I can’t remember a time that I didn’t read. One of my earliest memories is of sitting on my bed on a school morning, one sock on and one abandoned on the floor, with a book in my hand and my mind anywhere but on getting ready for school. I drove my poor mum to distraction as she spent most of her waking hours trying to chivvy me from my book into the real world. I wasn’t particularly impressed by this; living in the real world (which involved going to school) was definitely overrated when there were far more interesting worlds to explore in books (which frequently involved magic, swordfights and other exciting shenanigans).
I think part of the attraction of books for me was to do with my hearing disability. The words, printed in black and white on the page, were accessible, somehow more tangible and easier to understand than the often confusing world in which I found myself. While my friends went mental over their favourite TV shows (what is this Friends of which you speak?), I lost myself in book after book, disappearing for hours into those black and white printed pages that transformed into vibrant universes in my head. Subtitles weren’t really a thing when I was growing up and it took far too much concentration to watch a film or TV series, so reading was the way to go.
After five long years at university, where I studied languages and translation, I returned home and became a bookseller, thinking that it would be a stopgap before I embarked on a career in translation. Except… I was being paid to talk to people about books. I was privileged enough to receive and read advanced copies of books that weren’t due to appear in the shops for months (insert smug bookseller face here). I was in a position where people trusted my opinion, were leaving the shop with books that I knew they would absolutely adore based on my recommendations. I slowly realised that this wasn’t just a stopgap; I wanted to make a career out of it.

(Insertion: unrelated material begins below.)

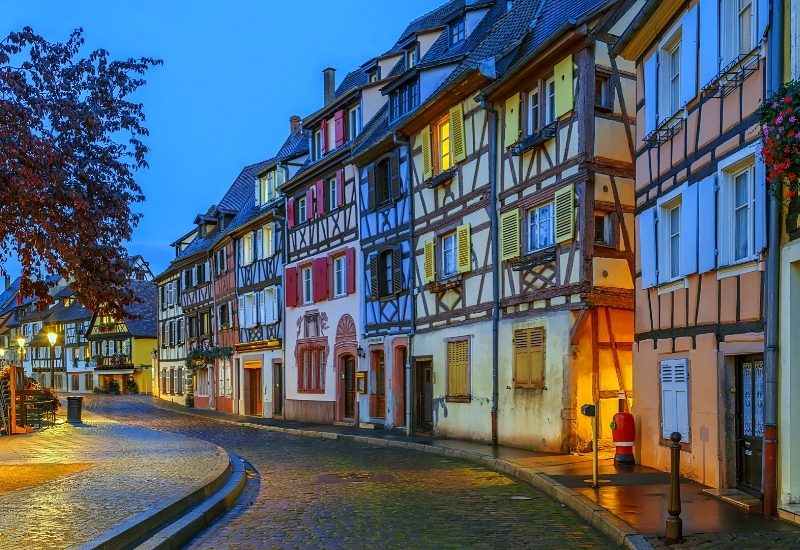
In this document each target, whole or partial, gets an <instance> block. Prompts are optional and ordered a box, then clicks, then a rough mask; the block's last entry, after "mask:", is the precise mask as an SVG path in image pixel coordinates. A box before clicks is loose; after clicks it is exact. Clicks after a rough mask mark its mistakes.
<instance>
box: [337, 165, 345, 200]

I’ve started this blog because (if you haven’t got the message already) I just love talking about books. I love sharing what I’m reading with customers and my colleagues and helping them to discover something that they might not otherwise have picked up. I’m not very good at recording what I’ve read, either, so this is a sort of diary for me to record my thoughts and keep a record of what I’m reading. Also, something that I have discovered after over a year working in a bookshop is that people can find books intimidating. Some people stick with the same authors because they feel safe, and they don’t know how to go about finding something new to read. If my reviews help somebody to take a chance, to explore something new and to go in a different direction on their reading journey, I’ll consider this a success.